4月23日の午後、ホンダジェットが日本にやってるということで、日本中のメディアが羽田にやってきた。予定時間の14時10分近くになると、皆さん着陸するだろうC滑走路の南の空から目が離せなくなる。

 予定時間を20分を過ぎた頃、日本の夢を乗せた小さい小さい機体が近づいてきた。さすがに着陸距離900mという性能のヒコウキとあり、3000mあるC滑走路の4分の1くらいで減速を完了。逆噴射装置がないこともあり、驚くほど静かだ。

 広い羽田空港の誘導路を走っている姿を見ると、やはり小さい。前述の通りジェット機の中では小型のビジネスジェットの中でも、最小クラスである。

 改めて機体を見ると、垂直尾翼が大きく、主翼が地面から低い。このクラスの機体、普通はエンジンを胴体後部に付ける。大型機のように主翼の下に付ける低翼機という手もあるが、小型機で機内スペースを大きく取れる低翼機だとエンジンが地面に近づいてしまい、ゴミや水を吸ってしまう。

 かといって高翼機(主翼を胴体の上に置く)だと、今後は主翼の強化のため機内の天井スペースが犠牲になる。そこでホンダは低翼機とし、エンジンを主翼の上に載せた。この位置、空力的に難しく、実機を見ると主翼からずいぶん後方にズラしている。

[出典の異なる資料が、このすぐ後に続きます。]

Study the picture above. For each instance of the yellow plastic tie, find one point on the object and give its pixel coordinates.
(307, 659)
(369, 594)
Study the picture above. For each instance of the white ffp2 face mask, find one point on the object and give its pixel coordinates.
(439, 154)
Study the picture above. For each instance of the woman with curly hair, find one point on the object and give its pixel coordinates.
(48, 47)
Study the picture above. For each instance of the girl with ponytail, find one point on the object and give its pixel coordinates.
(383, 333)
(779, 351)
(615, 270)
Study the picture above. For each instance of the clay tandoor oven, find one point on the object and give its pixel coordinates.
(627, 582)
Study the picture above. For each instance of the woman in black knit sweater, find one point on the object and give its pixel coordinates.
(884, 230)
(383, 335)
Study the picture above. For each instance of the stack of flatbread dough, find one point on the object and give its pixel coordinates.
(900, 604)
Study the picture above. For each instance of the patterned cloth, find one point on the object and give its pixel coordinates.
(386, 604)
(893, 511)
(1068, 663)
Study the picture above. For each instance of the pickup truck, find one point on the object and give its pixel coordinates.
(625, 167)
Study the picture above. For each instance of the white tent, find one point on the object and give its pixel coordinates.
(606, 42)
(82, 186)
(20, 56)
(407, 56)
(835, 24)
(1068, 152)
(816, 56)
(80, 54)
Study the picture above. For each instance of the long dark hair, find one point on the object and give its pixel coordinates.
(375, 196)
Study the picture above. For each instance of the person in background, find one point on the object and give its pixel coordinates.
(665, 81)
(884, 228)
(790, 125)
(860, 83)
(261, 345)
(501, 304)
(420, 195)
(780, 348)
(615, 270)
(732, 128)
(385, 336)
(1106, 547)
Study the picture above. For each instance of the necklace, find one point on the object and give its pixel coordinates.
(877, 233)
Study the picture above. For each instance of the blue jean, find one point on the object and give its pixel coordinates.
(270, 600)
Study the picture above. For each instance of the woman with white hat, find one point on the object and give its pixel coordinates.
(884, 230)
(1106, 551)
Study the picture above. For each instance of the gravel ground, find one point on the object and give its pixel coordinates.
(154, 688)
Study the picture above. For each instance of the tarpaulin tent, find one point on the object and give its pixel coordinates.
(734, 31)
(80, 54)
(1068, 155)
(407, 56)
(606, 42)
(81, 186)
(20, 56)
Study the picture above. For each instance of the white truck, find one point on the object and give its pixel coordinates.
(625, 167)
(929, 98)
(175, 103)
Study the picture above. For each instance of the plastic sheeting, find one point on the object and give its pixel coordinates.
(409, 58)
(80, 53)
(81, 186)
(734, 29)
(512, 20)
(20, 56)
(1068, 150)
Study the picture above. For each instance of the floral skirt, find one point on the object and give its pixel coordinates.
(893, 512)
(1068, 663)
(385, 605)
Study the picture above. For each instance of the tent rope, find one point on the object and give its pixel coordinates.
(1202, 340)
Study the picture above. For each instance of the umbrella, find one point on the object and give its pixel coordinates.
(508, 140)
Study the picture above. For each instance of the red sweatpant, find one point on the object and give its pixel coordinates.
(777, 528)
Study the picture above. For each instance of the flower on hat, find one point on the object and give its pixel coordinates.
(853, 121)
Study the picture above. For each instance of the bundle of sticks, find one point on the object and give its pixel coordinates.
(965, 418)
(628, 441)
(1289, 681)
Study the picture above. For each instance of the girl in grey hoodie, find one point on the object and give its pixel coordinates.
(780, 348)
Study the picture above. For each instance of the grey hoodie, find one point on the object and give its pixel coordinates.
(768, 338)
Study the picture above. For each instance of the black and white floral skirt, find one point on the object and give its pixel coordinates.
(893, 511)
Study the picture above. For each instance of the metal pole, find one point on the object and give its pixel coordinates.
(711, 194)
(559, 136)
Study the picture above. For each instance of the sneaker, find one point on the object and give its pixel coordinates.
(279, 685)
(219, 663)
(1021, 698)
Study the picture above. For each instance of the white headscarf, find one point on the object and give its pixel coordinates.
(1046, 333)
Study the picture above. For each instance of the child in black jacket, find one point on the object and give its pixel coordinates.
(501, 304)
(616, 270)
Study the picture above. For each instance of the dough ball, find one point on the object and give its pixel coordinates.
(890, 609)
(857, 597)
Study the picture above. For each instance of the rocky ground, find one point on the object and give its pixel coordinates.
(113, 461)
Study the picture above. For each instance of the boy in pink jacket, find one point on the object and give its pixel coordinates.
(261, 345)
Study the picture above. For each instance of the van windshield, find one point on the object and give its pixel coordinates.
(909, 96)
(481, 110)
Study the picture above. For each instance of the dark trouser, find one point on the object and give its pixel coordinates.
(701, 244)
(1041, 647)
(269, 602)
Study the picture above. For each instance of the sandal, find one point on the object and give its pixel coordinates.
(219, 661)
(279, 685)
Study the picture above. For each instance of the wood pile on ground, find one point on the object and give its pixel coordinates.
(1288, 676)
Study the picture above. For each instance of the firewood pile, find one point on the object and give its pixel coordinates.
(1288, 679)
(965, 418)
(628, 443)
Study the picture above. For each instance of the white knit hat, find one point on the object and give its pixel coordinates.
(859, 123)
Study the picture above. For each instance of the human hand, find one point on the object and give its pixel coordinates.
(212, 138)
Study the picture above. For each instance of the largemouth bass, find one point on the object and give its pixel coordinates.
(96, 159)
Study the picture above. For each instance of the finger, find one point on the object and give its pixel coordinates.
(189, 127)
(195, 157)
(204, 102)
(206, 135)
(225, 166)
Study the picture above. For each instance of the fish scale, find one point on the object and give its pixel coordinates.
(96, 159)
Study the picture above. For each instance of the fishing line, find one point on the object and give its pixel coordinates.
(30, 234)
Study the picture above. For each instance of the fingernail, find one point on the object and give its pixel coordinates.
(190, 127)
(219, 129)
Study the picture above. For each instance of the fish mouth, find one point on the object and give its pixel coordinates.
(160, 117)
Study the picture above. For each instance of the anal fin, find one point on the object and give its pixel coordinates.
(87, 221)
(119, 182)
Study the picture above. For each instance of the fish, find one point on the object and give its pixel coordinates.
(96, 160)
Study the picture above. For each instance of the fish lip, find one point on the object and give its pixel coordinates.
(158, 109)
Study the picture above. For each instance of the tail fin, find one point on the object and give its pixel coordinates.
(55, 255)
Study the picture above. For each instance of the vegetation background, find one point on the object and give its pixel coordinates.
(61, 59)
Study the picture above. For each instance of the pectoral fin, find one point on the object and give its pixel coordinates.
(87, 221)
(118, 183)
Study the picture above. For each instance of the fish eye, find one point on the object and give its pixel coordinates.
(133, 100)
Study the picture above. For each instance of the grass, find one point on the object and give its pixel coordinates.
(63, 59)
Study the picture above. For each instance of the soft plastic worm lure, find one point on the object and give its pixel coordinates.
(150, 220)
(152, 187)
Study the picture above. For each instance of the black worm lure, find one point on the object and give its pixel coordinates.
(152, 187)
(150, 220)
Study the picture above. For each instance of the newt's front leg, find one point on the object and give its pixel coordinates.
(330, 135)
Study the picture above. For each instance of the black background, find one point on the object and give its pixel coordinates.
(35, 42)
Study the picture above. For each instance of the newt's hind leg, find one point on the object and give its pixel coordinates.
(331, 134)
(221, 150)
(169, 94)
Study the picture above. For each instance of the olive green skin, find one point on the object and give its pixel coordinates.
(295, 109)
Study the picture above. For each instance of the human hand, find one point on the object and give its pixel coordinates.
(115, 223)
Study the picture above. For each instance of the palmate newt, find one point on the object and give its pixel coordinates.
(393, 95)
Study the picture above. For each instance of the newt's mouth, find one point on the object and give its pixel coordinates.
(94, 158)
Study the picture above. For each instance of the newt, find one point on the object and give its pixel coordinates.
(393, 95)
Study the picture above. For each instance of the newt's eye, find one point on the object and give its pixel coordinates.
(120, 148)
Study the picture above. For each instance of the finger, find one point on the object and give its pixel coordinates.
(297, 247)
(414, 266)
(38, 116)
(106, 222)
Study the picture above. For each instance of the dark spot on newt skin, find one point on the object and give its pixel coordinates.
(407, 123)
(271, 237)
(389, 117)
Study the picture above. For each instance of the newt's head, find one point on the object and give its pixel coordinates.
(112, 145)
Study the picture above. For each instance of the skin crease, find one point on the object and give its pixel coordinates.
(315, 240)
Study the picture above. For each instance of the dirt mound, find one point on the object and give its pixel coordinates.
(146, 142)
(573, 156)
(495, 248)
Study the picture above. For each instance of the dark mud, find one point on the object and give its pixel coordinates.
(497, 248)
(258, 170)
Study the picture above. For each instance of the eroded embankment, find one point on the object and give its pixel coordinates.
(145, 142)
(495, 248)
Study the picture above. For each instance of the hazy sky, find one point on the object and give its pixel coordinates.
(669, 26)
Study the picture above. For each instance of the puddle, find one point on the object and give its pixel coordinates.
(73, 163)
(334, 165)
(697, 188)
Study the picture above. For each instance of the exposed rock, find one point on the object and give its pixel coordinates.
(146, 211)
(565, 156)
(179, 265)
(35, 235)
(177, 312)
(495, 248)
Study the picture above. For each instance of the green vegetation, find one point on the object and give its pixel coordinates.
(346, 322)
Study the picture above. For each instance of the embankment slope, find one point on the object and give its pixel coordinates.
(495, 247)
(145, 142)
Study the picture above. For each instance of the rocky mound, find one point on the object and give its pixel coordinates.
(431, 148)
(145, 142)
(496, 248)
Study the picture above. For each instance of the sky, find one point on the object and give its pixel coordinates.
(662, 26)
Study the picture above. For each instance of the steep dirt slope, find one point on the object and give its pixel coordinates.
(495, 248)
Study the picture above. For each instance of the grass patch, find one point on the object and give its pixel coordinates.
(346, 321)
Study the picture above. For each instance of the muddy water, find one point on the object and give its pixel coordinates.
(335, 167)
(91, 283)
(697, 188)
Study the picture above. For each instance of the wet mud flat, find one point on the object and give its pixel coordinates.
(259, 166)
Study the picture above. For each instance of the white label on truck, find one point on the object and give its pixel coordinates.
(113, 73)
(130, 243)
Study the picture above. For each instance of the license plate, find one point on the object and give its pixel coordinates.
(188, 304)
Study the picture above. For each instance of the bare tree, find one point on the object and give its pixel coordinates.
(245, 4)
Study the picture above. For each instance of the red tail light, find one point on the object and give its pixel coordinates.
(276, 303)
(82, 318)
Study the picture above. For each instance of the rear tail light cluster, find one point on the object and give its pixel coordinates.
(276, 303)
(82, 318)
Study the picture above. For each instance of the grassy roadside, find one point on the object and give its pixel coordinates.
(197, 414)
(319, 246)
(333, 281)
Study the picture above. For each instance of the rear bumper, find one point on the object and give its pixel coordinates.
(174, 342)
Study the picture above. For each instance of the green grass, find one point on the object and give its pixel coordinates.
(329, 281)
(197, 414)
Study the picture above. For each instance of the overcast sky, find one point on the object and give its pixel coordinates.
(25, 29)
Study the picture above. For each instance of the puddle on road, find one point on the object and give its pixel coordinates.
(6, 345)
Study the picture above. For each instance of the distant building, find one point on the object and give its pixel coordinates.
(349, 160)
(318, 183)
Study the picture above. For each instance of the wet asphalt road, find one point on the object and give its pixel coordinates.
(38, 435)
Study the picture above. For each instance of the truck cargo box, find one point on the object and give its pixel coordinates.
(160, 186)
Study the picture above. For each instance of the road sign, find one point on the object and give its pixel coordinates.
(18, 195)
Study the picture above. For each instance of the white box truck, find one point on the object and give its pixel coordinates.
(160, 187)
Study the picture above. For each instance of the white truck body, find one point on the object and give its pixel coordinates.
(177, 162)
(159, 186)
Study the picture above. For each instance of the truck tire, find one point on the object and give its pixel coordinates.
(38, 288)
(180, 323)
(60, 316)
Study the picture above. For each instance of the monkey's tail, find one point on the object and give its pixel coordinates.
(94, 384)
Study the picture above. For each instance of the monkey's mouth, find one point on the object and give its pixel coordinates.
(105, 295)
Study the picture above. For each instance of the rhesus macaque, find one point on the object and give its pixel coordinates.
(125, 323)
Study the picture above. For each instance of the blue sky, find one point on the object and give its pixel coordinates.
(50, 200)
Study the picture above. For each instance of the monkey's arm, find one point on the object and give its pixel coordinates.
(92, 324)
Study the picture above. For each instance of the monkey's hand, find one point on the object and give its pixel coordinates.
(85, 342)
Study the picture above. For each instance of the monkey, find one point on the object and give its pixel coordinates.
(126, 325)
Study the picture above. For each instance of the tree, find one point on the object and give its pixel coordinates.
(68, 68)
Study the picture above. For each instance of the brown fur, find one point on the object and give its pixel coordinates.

 ホンダ開発のエンジン。バイパス比2,9。最新の旅客機のエンジンはバイパス比11にも達しているため小さく見えるものの、出力はライバルを圧倒している。上昇率クラスNo1! 1万3千mまで24分くらいで上がれるそうな。片側停止でも離陸を続けられるというから安全性も高い。メインテナンスサイクルはオーバーホールで5千時間と、競合するプラット&ホイットニーより20~30%長い。